A phenomenon called convergence is where two species evolve independently, but feature similar body forms in response to ecological conditions. Although the snakes are similar in appearance, a new study shows that look-alike snakes on two different continents differ in one major characteristic: their diet.
The paper’s authors are Michael Grundler and co-author Daniel Rabosky, both from the University of Michigan. Rabosky is an evolutionary biologist and Grundler is a doctoral student. They published the paper online, June 10 in the journal Proceedings of the Royal Society B.
“Most biologists tend to assume that convergence in body form for a group of organisms implies that they must be ecologically similar. But our study shows that there is almost no overlap in diet between many of the snakes that are morphologically very similar,” Rabosky explains.
There are at least seven distinct groups of advanced snakes in North America. One major group, the elapids, inhabited Australia around 12 million years ago. Elapids include king cobras, coral snakes, mambas and kraits. They have hollow, fixed fangs for injecting venom and are found worldwide.

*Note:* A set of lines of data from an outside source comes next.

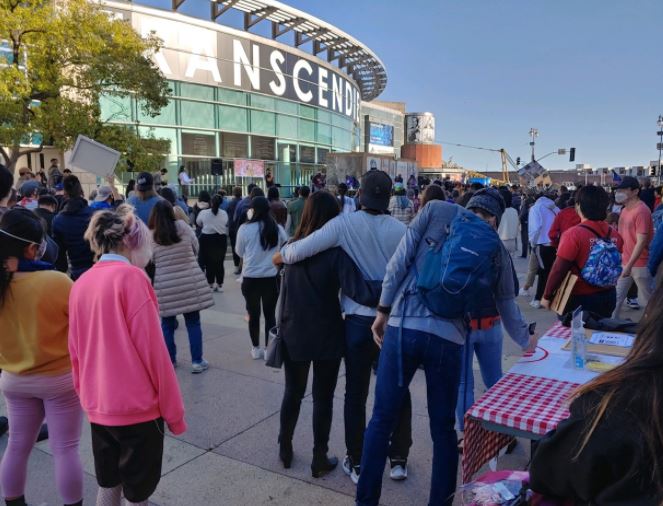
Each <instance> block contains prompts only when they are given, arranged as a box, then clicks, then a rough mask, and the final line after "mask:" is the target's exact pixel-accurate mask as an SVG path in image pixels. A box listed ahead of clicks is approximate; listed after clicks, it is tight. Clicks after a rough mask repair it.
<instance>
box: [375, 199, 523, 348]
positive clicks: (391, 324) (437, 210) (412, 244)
mask: <svg viewBox="0 0 663 506" xmlns="http://www.w3.org/2000/svg"><path fill="white" fill-rule="evenodd" d="M466 212H469V211H466V210H465V209H463V208H462V207H460V206H458V205H456V204H449V203H447V202H442V201H438V200H434V201H431V202H429V203H428V204H426V206H424V208H423V209H421V210H420V211H419V214H418V215H417V216H416V217H415V219H414V220H413V221H412V223H410V226H409V227H408V229H407V231H406V233H405V237H403V239H402V240H401V242H400V244H399V245H398V248H397V249H396V252H395V253H394V256H393V257H392V258H391V260H390V261H389V264H388V265H387V274H386V275H385V278H384V280H383V282H382V295H381V297H380V305H381V306H387V307H389V306H391V317H390V319H389V325H391V326H393V327H400V326H401V324H402V326H403V328H408V329H413V330H419V331H421V332H427V333H430V334H434V335H436V336H439V337H441V338H443V339H447V340H449V341H452V342H454V343H456V344H464V342H465V338H466V336H467V333H468V329H467V327H466V324H465V322H463V320H446V319H443V318H439V317H437V316H435V315H434V314H432V313H431V312H430V311H429V310H428V309H427V308H426V306H425V305H424V304H423V303H422V302H421V300H420V298H419V296H418V294H417V289H416V285H417V272H418V271H419V270H420V269H421V268H422V267H423V263H424V259H425V257H426V253H427V252H428V249H429V244H431V243H439V242H443V241H444V240H445V239H446V237H447V235H448V233H449V226H450V225H451V221H452V220H453V218H454V217H455V216H456V215H457V214H458V213H466ZM495 268H496V269H497V270H498V276H497V282H496V285H495V289H494V295H495V303H496V304H497V309H498V311H499V313H500V316H501V317H502V322H503V323H504V327H505V328H506V330H507V332H508V333H509V335H510V336H511V337H512V339H514V341H516V342H517V343H518V344H519V345H520V346H521V347H525V346H526V345H527V342H528V340H529V331H528V324H527V322H526V321H525V319H524V318H523V315H522V314H521V312H520V309H519V308H518V305H517V304H516V295H517V292H516V290H517V286H516V284H517V283H516V282H515V281H514V279H516V277H515V274H514V268H513V263H512V261H511V256H510V255H509V253H508V252H507V251H506V249H505V248H504V246H502V245H501V244H500V255H498V261H497V265H496V266H495Z"/></svg>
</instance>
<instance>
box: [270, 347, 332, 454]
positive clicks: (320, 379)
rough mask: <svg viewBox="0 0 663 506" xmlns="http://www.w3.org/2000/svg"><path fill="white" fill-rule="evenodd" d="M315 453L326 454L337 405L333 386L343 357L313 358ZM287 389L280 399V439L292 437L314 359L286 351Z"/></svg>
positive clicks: (289, 437)
mask: <svg viewBox="0 0 663 506" xmlns="http://www.w3.org/2000/svg"><path fill="white" fill-rule="evenodd" d="M312 363H313V390H312V393H313V453H314V454H325V455H326V454H327V451H328V450H329V447H328V443H329V431H330V430H331V421H332V412H333V409H334V390H335V389H336V380H337V379H338V369H339V367H340V365H341V359H340V358H338V359H333V360H313V362H312ZM283 366H284V369H285V392H284V393H283V402H282V403H281V430H280V434H279V440H280V441H283V442H286V441H292V436H293V434H294V433H295V426H296V425H297V419H298V418H299V408H300V407H301V404H302V399H303V398H304V394H305V392H306V384H307V382H308V373H309V370H310V367H311V361H310V360H307V361H304V362H299V361H293V360H290V357H288V353H287V351H286V353H285V356H284V361H283Z"/></svg>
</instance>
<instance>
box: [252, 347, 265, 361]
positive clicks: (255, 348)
mask: <svg viewBox="0 0 663 506" xmlns="http://www.w3.org/2000/svg"><path fill="white" fill-rule="evenodd" d="M251 358H252V359H253V360H258V359H261V358H263V353H262V349H261V348H259V347H258V346H251Z"/></svg>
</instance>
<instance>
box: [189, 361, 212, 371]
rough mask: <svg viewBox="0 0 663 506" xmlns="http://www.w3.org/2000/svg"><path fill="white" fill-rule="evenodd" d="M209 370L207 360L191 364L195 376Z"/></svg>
mask: <svg viewBox="0 0 663 506" xmlns="http://www.w3.org/2000/svg"><path fill="white" fill-rule="evenodd" d="M207 369H209V363H208V362H207V360H201V361H200V362H195V363H193V364H191V373H193V374H200V373H201V372H204V371H206V370H207Z"/></svg>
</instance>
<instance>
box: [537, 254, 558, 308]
mask: <svg viewBox="0 0 663 506" xmlns="http://www.w3.org/2000/svg"><path fill="white" fill-rule="evenodd" d="M536 249H537V250H538V253H537V251H536V250H535V251H532V254H533V255H535V254H538V255H539V257H540V262H543V267H541V263H539V271H538V272H537V274H538V276H539V281H538V283H537V285H536V295H535V296H534V299H535V300H541V299H542V298H543V293H544V292H545V290H546V283H547V282H548V274H550V269H552V264H554V263H555V256H556V255H557V250H556V249H555V248H553V247H552V246H537V247H536Z"/></svg>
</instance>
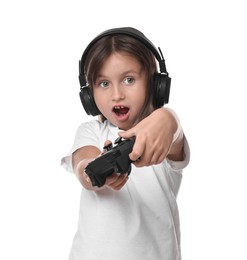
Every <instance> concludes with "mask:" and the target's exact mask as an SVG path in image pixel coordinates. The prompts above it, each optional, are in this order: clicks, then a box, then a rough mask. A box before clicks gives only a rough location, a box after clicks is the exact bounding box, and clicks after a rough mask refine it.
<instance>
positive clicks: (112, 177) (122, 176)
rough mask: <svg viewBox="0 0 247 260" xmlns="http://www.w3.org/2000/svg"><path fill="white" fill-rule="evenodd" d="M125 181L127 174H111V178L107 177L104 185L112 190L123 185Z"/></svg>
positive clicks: (127, 175)
mask: <svg viewBox="0 0 247 260" xmlns="http://www.w3.org/2000/svg"><path fill="white" fill-rule="evenodd" d="M127 179H128V175H127V174H120V175H119V174H112V175H111V176H109V177H107V179H106V185H107V186H109V187H110V188H112V189H116V188H117V187H119V186H121V185H124V184H125V183H126V181H127Z"/></svg>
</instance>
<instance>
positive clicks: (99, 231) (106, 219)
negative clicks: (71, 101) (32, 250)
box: [62, 28, 189, 260]
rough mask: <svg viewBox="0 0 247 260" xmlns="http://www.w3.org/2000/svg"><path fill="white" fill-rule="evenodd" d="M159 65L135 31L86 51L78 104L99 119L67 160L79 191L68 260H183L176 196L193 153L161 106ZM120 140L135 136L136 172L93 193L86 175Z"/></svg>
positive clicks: (93, 191)
mask: <svg viewBox="0 0 247 260" xmlns="http://www.w3.org/2000/svg"><path fill="white" fill-rule="evenodd" d="M155 58H156V59H158V61H159V63H160V70H162V72H163V70H165V66H164V63H162V62H164V61H162V62H160V60H162V59H160V58H159V57H158V54H157V52H156V51H155V49H154V47H153V45H152V43H151V42H150V41H149V40H148V39H147V38H146V37H145V36H144V35H143V34H142V33H141V32H139V31H138V30H136V29H134V28H116V29H111V30H109V31H106V32H104V33H103V34H101V35H100V36H98V37H96V38H95V39H94V40H93V41H92V42H91V43H90V44H89V46H88V47H87V48H86V50H85V51H84V54H83V56H82V59H81V66H80V82H81V85H85V84H86V85H85V88H86V92H87V93H85V92H83V93H81V98H82V102H83V105H84V108H85V110H86V111H87V112H88V114H90V113H91V112H90V111H88V107H87V106H89V107H90V109H91V107H92V106H94V109H93V111H94V112H92V113H91V114H93V115H97V114H100V116H99V118H98V119H93V120H91V121H89V122H85V123H82V124H81V125H80V126H79V128H78V130H77V133H76V136H75V141H74V145H73V147H72V149H71V151H70V152H69V154H68V155H67V156H65V157H64V158H63V159H62V165H63V166H64V167H65V168H66V169H67V170H68V171H71V172H74V173H75V175H76V176H77V178H78V180H79V181H80V183H81V185H82V192H81V202H80V215H79V223H78V231H77V233H76V235H75V237H74V240H73V244H72V248H71V252H70V260H82V259H86V260H91V259H92V260H96V259H97V260H98V259H102V260H106V259H107V260H109V259H113V260H126V259H130V260H140V259H142V260H145V259H150V260H154V259H155V260H159V259H162V260H177V259H178V260H179V259H181V253H180V228H179V214H178V209H177V204H176V196H177V193H178V190H179V186H180V182H181V177H182V169H183V168H185V167H186V166H187V164H188V163H189V147H188V143H187V141H186V138H185V136H184V134H183V131H182V128H181V125H180V123H179V120H178V118H177V116H176V115H175V113H174V112H173V111H172V110H170V109H167V108H164V107H163V106H162V104H164V100H163V99H166V100H168V97H167V96H166V97H160V95H161V93H162V92H159V91H158V93H160V95H159V94H158V95H157V93H156V92H157V88H159V87H164V86H163V85H162V84H163V83H164V82H163V80H164V78H163V75H161V74H160V73H158V72H157V65H156V59H155ZM162 64H163V65H162ZM165 72H166V70H165ZM84 73H85V76H84V75H83V74H84ZM165 76H166V79H165V80H167V79H168V81H169V78H168V74H167V75H165ZM157 78H158V79H157ZM159 80H160V81H161V82H160V83H159V82H158V83H157V81H159ZM168 83H169V82H168ZM165 84H166V82H165ZM157 85H158V87H157ZM165 87H169V86H165ZM82 90H83V89H82ZM83 91H84V90H83ZM154 92H155V93H154ZM168 94H169V93H168ZM86 95H88V97H89V98H88V99H86V100H85V96H86ZM166 95H167V91H166ZM160 98H161V99H162V100H161V102H160ZM157 101H159V102H157ZM88 102H91V103H90V105H89V104H88ZM159 103H161V104H159ZM95 111H96V112H95ZM118 136H120V137H123V138H125V139H127V138H131V137H135V144H134V147H133V150H132V152H131V153H130V154H129V157H130V159H131V160H132V161H133V164H132V171H131V173H130V175H129V176H128V174H120V175H119V174H117V173H114V174H112V175H111V176H109V177H107V179H106V182H105V185H104V186H103V187H100V188H99V187H97V186H93V185H92V183H91V181H90V179H89V177H88V176H87V174H86V173H85V171H84V169H85V167H86V166H87V165H88V163H89V162H91V161H92V160H94V159H95V158H96V157H98V156H100V154H101V153H102V152H104V151H102V147H104V146H105V145H107V144H109V143H110V142H113V141H114V140H115V139H116V138H117V137H118Z"/></svg>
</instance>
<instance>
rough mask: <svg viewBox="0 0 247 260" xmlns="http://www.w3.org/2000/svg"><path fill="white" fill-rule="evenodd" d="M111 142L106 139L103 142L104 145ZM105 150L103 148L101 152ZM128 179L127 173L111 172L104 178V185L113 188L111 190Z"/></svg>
mask: <svg viewBox="0 0 247 260" xmlns="http://www.w3.org/2000/svg"><path fill="white" fill-rule="evenodd" d="M109 144H111V141H109V140H107V141H105V143H104V146H105V147H106V146H107V145H109ZM105 152H106V150H103V152H102V154H104V153H105ZM128 179H129V177H128V174H127V173H126V174H117V173H113V174H112V175H110V176H108V177H107V178H106V182H105V186H107V187H109V188H111V189H113V190H120V189H121V188H122V187H123V186H124V185H125V183H126V182H127V180H128Z"/></svg>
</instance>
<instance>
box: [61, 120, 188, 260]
mask: <svg viewBox="0 0 247 260" xmlns="http://www.w3.org/2000/svg"><path fill="white" fill-rule="evenodd" d="M118 132H119V129H118V128H117V127H115V126H113V125H112V124H110V123H109V122H108V121H105V122H104V123H101V122H99V121H98V120H92V121H90V122H87V123H83V124H81V125H80V126H79V128H78V130H77V133H76V136H75V141H74V145H73V147H72V149H71V151H70V152H69V154H68V155H67V156H65V157H64V158H62V161H61V164H62V166H63V167H64V168H65V169H66V170H68V171H70V172H73V169H72V165H71V155H72V153H73V152H74V151H75V150H76V149H78V148H80V147H82V146H86V145H93V146H96V147H98V148H99V149H100V150H102V147H103V146H104V142H105V140H111V141H112V142H114V141H115V139H116V138H117V137H118V134H117V133H118ZM188 163H189V146H188V144H187V141H186V140H185V160H184V161H182V162H172V161H169V160H164V162H163V163H161V164H158V165H153V166H149V167H142V168H137V167H135V166H134V165H132V171H131V173H130V175H129V180H128V181H127V183H126V184H125V186H124V187H123V188H122V189H121V190H120V191H114V190H111V189H108V188H105V189H102V190H99V191H97V192H95V191H90V190H86V189H85V188H83V187H82V191H81V200H80V213H79V221H78V230H77V232H76V234H75V237H74V240H73V244H72V248H71V252H70V260H147V259H149V260H179V259H181V255H180V228H179V214H178V209H177V203H176V196H177V193H178V190H179V187H180V183H181V178H182V169H183V168H184V167H186V165H187V164H188Z"/></svg>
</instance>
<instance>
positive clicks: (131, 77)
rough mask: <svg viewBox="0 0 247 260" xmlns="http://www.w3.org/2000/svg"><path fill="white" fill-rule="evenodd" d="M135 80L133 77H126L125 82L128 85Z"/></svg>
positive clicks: (131, 82) (124, 81)
mask: <svg viewBox="0 0 247 260" xmlns="http://www.w3.org/2000/svg"><path fill="white" fill-rule="evenodd" d="M134 82H135V79H134V78H133V77H127V78H125V79H124V83H125V84H127V85H131V84H133V83H134Z"/></svg>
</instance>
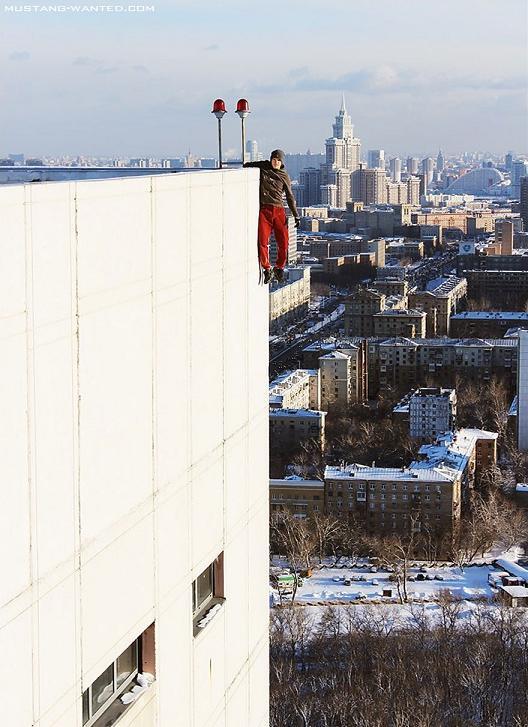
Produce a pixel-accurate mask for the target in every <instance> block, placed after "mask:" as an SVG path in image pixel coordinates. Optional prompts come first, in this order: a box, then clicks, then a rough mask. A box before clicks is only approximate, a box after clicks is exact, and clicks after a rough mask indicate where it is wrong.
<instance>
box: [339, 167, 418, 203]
mask: <svg viewBox="0 0 528 727" xmlns="http://www.w3.org/2000/svg"><path fill="white" fill-rule="evenodd" d="M352 199H353V200H354V201H357V202H363V204H365V205H369V204H386V202H387V176H386V174H385V169H381V168H375V169H370V168H369V169H367V168H364V167H361V166H360V168H359V169H357V170H356V171H354V172H353V173H352ZM405 201H407V200H405Z"/></svg>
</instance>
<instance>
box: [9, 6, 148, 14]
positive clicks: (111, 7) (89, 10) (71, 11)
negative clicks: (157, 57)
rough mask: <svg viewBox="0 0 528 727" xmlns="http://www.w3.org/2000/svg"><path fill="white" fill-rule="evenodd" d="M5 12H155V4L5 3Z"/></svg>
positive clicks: (35, 12)
mask: <svg viewBox="0 0 528 727" xmlns="http://www.w3.org/2000/svg"><path fill="white" fill-rule="evenodd" d="M4 12H5V13H153V12H155V7H154V5H4Z"/></svg>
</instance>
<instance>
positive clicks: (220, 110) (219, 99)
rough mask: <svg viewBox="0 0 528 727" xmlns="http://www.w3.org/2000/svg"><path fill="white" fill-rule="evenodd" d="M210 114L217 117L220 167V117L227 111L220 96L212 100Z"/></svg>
mask: <svg viewBox="0 0 528 727" xmlns="http://www.w3.org/2000/svg"><path fill="white" fill-rule="evenodd" d="M211 113H212V114H214V115H215V116H216V118H217V119H218V166H219V168H220V169H222V118H223V116H224V114H226V113H227V111H226V107H225V103H224V101H223V100H222V99H221V98H217V99H216V100H215V101H213V110H212V111H211Z"/></svg>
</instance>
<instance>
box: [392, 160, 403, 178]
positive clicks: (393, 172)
mask: <svg viewBox="0 0 528 727" xmlns="http://www.w3.org/2000/svg"><path fill="white" fill-rule="evenodd" d="M390 173H391V179H392V181H393V182H401V159H399V158H398V157H394V158H393V159H391V160H390Z"/></svg>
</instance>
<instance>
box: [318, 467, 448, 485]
mask: <svg viewBox="0 0 528 727" xmlns="http://www.w3.org/2000/svg"><path fill="white" fill-rule="evenodd" d="M413 464H414V463H413ZM456 476H457V473H456V472H454V471H449V470H447V469H445V470H442V469H440V468H437V467H430V468H422V469H419V468H416V467H414V466H410V467H400V468H399V467H367V466H364V465H360V464H351V465H347V466H346V467H343V468H341V467H326V468H325V474H324V478H325V480H350V479H352V478H356V477H357V479H361V480H381V481H387V480H394V481H402V482H411V481H412V482H415V481H416V480H423V481H427V482H429V481H431V480H434V481H438V482H453V480H454V479H456Z"/></svg>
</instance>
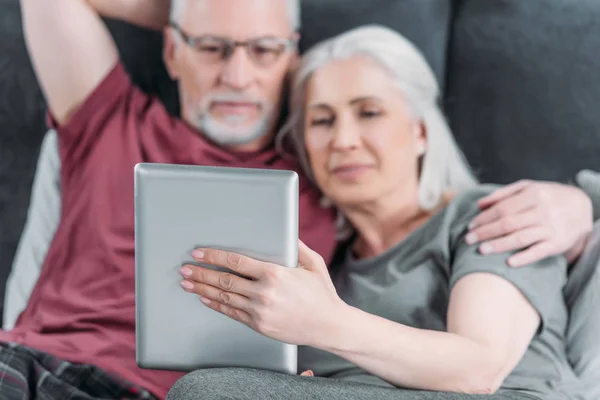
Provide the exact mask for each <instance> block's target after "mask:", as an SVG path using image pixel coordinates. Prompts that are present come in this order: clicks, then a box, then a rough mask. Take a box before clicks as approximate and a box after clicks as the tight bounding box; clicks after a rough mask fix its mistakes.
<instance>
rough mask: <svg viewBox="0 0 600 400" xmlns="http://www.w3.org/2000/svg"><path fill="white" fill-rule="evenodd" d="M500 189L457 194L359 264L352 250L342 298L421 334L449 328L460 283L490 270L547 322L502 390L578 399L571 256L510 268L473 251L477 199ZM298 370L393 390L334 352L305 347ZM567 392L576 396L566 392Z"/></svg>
mask: <svg viewBox="0 0 600 400" xmlns="http://www.w3.org/2000/svg"><path fill="white" fill-rule="evenodd" d="M493 189H494V187H492V186H481V187H478V188H477V189H473V190H470V191H468V192H465V193H463V194H461V195H460V196H457V197H456V198H455V199H454V200H453V201H452V202H451V203H450V205H449V206H448V207H446V208H445V209H444V210H443V211H441V212H439V213H438V214H436V215H435V216H433V217H432V218H431V219H430V220H429V221H427V222H426V223H425V224H424V225H422V226H420V227H419V228H418V229H416V230H415V231H414V232H412V233H411V234H410V235H409V236H408V237H407V238H406V239H404V240H403V241H402V242H400V243H398V244H397V245H396V246H394V247H393V248H391V249H390V250H388V251H386V252H385V253H383V254H381V255H379V256H377V257H372V258H369V259H363V260H356V259H354V258H353V256H352V254H351V252H350V251H349V252H348V253H347V254H346V257H345V261H344V262H343V263H342V264H341V265H337V266H335V265H334V266H333V268H332V271H333V272H332V275H333V281H334V284H335V287H336V289H337V291H338V294H339V296H340V297H341V298H342V300H344V301H345V302H346V303H347V304H349V305H351V306H354V307H357V308H360V309H362V310H364V311H366V312H368V313H371V314H374V315H378V316H380V317H383V318H386V319H389V320H392V321H395V322H398V323H401V324H404V325H408V326H411V327H415V328H421V329H430V330H436V331H445V330H446V314H447V309H448V300H449V294H450V290H451V288H452V286H453V285H454V283H456V282H457V281H458V280H459V279H460V278H461V277H464V276H465V275H468V274H471V273H475V272H488V273H493V274H496V275H498V276H501V277H503V278H505V279H506V280H508V281H510V282H511V283H513V284H514V285H515V286H516V287H517V288H518V289H519V290H520V291H521V292H522V293H523V294H524V295H525V297H526V298H527V299H528V300H529V301H530V302H531V304H532V305H533V306H534V307H535V309H536V310H537V311H538V313H539V315H540V317H541V321H542V322H541V324H540V328H539V330H538V333H537V334H536V335H535V337H534V338H533V340H532V342H531V344H530V346H529V348H528V350H527V351H526V353H525V355H524V356H523V358H522V359H521V361H520V362H519V364H518V365H517V367H516V368H515V369H514V370H513V371H512V373H511V374H510V375H509V376H508V377H507V378H506V380H505V381H504V383H503V385H502V388H501V390H520V391H524V392H527V393H530V394H537V395H540V396H541V397H543V398H544V399H549V398H555V397H554V396H552V397H549V396H550V393H553V394H554V395H555V396H556V398H561V399H562V398H579V397H575V392H576V391H577V390H578V381H577V378H576V377H575V375H574V373H573V372H572V370H571V368H570V366H569V364H568V361H567V358H566V353H565V352H566V350H565V345H564V336H565V330H566V326H567V320H568V319H567V315H568V314H567V308H566V306H565V303H564V298H563V295H562V291H563V287H564V285H565V283H566V277H567V276H566V271H567V263H566V260H565V259H564V257H553V258H548V259H545V260H543V261H541V262H538V263H535V264H533V265H531V266H528V267H526V268H510V267H509V266H508V265H507V263H506V261H507V258H508V256H509V254H508V253H504V254H497V255H488V256H483V255H481V254H479V252H478V250H477V246H471V245H467V244H466V243H465V240H464V238H465V236H466V232H467V226H468V224H469V222H470V221H471V220H472V219H473V217H474V216H475V215H476V214H477V213H478V212H479V209H478V207H477V203H476V201H477V199H479V198H481V197H483V196H485V195H486V194H488V193H490V192H491V191H492V190H493ZM298 357H299V358H298V362H299V370H300V371H303V370H307V369H312V370H313V371H314V372H315V374H316V375H318V376H327V377H333V378H338V379H343V380H352V381H357V382H362V383H370V384H375V385H382V386H390V384H389V383H387V382H385V381H383V380H382V379H380V378H378V377H376V376H373V375H370V374H369V373H367V372H365V371H363V370H362V369H360V368H358V367H356V366H355V365H353V364H352V363H350V362H348V361H346V360H344V359H342V358H340V357H337V356H335V355H333V354H330V353H327V352H324V351H321V350H317V349H313V348H310V347H300V348H299V355H298ZM563 392H568V393H569V394H570V395H569V397H563V395H562V393H563Z"/></svg>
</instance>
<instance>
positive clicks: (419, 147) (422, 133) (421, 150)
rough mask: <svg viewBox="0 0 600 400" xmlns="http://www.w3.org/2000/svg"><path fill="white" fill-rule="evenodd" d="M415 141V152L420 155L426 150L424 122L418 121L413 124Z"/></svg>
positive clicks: (426, 148)
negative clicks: (416, 147)
mask: <svg viewBox="0 0 600 400" xmlns="http://www.w3.org/2000/svg"><path fill="white" fill-rule="evenodd" d="M414 132H415V142H416V143H417V153H418V154H419V155H420V156H422V155H424V154H425V153H426V152H427V127H426V126H425V122H423V121H420V122H419V123H418V124H415V131H414Z"/></svg>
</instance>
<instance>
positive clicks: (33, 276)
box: [2, 130, 61, 330]
mask: <svg viewBox="0 0 600 400" xmlns="http://www.w3.org/2000/svg"><path fill="white" fill-rule="evenodd" d="M60 213H61V201H60V157H59V154H58V139H57V135H56V132H55V131H54V130H51V131H48V133H46V135H45V137H44V140H43V141H42V146H41V149H40V156H39V159H38V162H37V167H36V173H35V177H34V179H33V187H32V191H31V199H30V203H29V209H28V210H27V220H26V222H25V227H24V229H23V233H22V234H21V239H20V241H19V245H18V247H17V252H16V254H15V258H14V260H13V264H12V268H11V272H10V275H9V277H8V280H7V282H6V291H5V294H4V310H3V321H2V328H3V329H4V330H10V329H12V328H13V326H14V324H15V322H16V320H17V317H18V316H19V314H20V313H21V312H22V311H23V310H24V309H25V306H26V305H27V302H28V301H29V296H30V295H31V291H32V290H33V287H34V286H35V284H36V282H37V280H38V278H39V275H40V271H41V269H42V264H43V262H44V258H45V257H46V252H47V251H48V247H49V246H50V242H51V241H52V239H53V237H54V233H55V232H56V228H57V227H58V223H59V219H60Z"/></svg>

Elapids from Australia evolved over millions of years in a process called adaptive radiation, splitting into about 100 different species of snakes, including some of the most venomous species — taipans, brown snakes, death adders and tiger snakes. During this process, the Australian snakes evolved into similar body forms as the North American snakes.
For the study, Grundler and Rabosky compared the snakes by analyzing 786 specimens characterizing 248 different species from the University of Michigan Museum of Zoology, the Field Museum of Natural History and the Western Australian Museum.
“We found that the morphologies of Australia elapid snakes have evolved into the same types of body forms seen across a much more diverse set of snakes from North America. For example, Australia has the death adder, a stout-bodied ambush predator that looks, for all practical purposes, like a typical viper,” Grundler said.
“Vipers are a family of fanged, venomous snakes that includes pit vipers such as rattlesnakes, copperheads and bushmasters. But the death adder is not a viper and is in fact much more closely related to other Australian elapid snakes, most of which look nothing like vipers,” he added.
The two researchers studied literature on the feeding habits of snakes on both continents, which were placed into eight categories: invertebrates like insects, earthworms, mollusks and crustaceans; fish; amphibians; lizards and snakes; lizard and snake eggs; birds; bird eggs; and mammals.
The findings suggest the Australian and North American snakes are similar in appearance, but differ substantially in their diet. In North America, small snakes living in sand eat spiders, scorpions, slugs and centipedes, while the similar snake in Australia, mainly feeds on lizards and other snakes.
The authors believe the physical similarities are a reflection of evolutionary advantages for locomotion, foraging or habitat use.